Ronald Coase (1910–2013) was one of the first economists who started to question mainstream thinking in economics. If a system of prices and competition could perform all the coordination that is necessary, why did we have centralized planning, not only in the now bygone communist countries, but also in well-functioning and successful firms? Why did we need management, whose function was to coordinate? Why didn’t we rely on markets?
Ronald Coase set out to bring these two different views together. It is almost impossible now to fathom that he found the answer as early as during the summer of 1932, at the age of 22. He realized that there were costs involved in using the pricing mechanism. The needs and offerings have to find one another. The prices have to be discovered. Negotiations need to be undertaken. Contracts have to be made. There may be disputes that later have to be settled. Adam Smith did not see this. These costs were not part of his “invisible hand” equation. Ronald Coase called these costs transaction costs.
The revolutionary argument was that a firm would emerge, exist and continue to exist successfully if it performed its planning, coordination and management functions at a lower cost than would be incurred by means of market transactions, and also at a lower cost than would apply if the same things could be performed by another firm. This is where competition should keep firms internally efficient and where non-competition in the public sector creates complex, non-efficient governance models and units that are too big.
Managerial overheads increase as the organization grows. Whenever the transaction costs inside the organization reach the level of the transaction costs in the markets, markets outperform firms and outperform central planning/management coordination in general. As the corporation grows, all its energy finally goes into maintaining itself. This was the main theoretical argument against Lenin. The same thing is clearly still evident today in big firms or public organizations such as large health care units. Many communist countries, kind of, learned their lesson, but we still haven’t.
The existence of high transaction costs outside firms led to the emergence of the firm as we know it, and management as we still have it. A large part of corporate economic activity today is still designed to accomplish what high market transaction costs prevented earlier. But the world has changed.
What really matters now is the reverse side of the Coasean argumentation.

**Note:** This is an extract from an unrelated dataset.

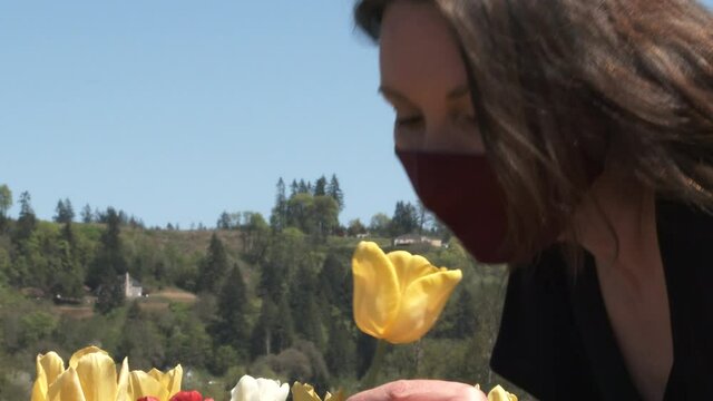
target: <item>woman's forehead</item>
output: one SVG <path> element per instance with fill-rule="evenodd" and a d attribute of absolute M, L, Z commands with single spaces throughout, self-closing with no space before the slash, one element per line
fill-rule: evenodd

If the (transaction) costs of exchanging value in the society at large go down drastically as is happening today, the form and logic of economic entities necessarily need to change! Coase’s insight turned around is the number one driver of change today! The traditional firm is the more expensive alternative almost by default. This is something that he did not see coming.
Accordingly, a very different kind of management is needed when coordination can be performed without intermediaries with the help of new technologies. Digital transparency makes responsive coordination possible. This is the main difference between Uber and old taxi services. Apps can now do what managers used to do.
For most of the developed world, firms, as much as markets, make up the dominant economic pattern. The Internet is nothing less than an extinction-level event for the traditional firm. The Internet, together with technological intelligence, makes it possible to create totally new forms of economic entities, such as the “Uber for everything” -type of platforms/service markets that we see emerging today. Very small firms can do things that in the past required very large organizations.
We stand on the threshold of an economy where the familiar economic entities are becoming increasingly irrelevant. Technological advances, like smartphones together with cloud computing, allow people to have a computer in their pocket that is more powerful than any in the world 20 years ago. This creates the biggest decrease in the price of productive capacity in economic history and changes the relations and structures that govern economic activity. The seeds of the next industrial revolution are truly here.
Our views of markets and hierarchies are going to change in ways that Adam Smith or Vladimir Lenin could never have imagined. But Ronald Coase did much to explain what is happening today, and he did it as early as 1932.